- Born: Servando Cabrera Moreno May 28, 1923 Havana, Cuba
- Died: September 30, 1981 (aged 58)
- Education: Academia Nacional de Bellas Artes San Alejandro Art Students League of New York Académie de la Grande Chaumière
- Occupation: Painter
- Known for: Painting
- Movement: Vanguardia

= Servando Cabrera Moreno =

Cuban painter (1923–1981)

Servando Cabrera Moreno (1923–1981) was a Cuban painter. A supporter of the Cuban Revolution, he created many paintings that depict the Cuban peasantry.
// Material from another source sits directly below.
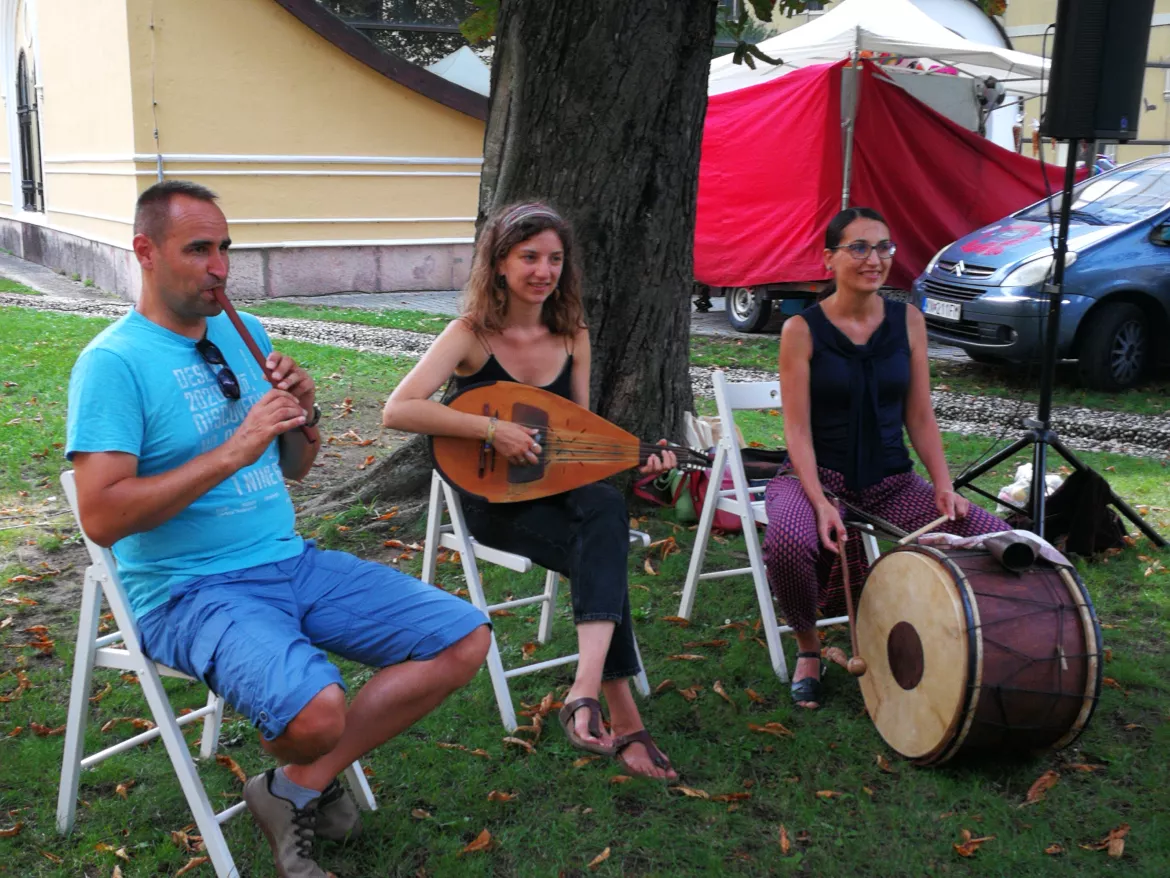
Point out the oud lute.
[431,382,711,503]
Stylistically, his paintings are rooted in the tradition of vanguardia, and are especially indebted to the work of Carlos Enríquez Gómez.

==Education and career==
Cabrera Moreno was born in Havana on 28 May 1923. He graduated from the San Alejandro Academy in 1942, and pursued further studies at the Art Students League of New York and at the Académie de la Grande Chaumière in Paris. His first solo exhibition was held at the Lyceum in Havana in 1943, and he later participated in international biennials in Venice, Mexico City, and the São Paulo biennials. He received a gold medal at the Pan American Exhibition in Tampa, and a silver medal at the International Joan Miró Drawing Contest in Barcelona.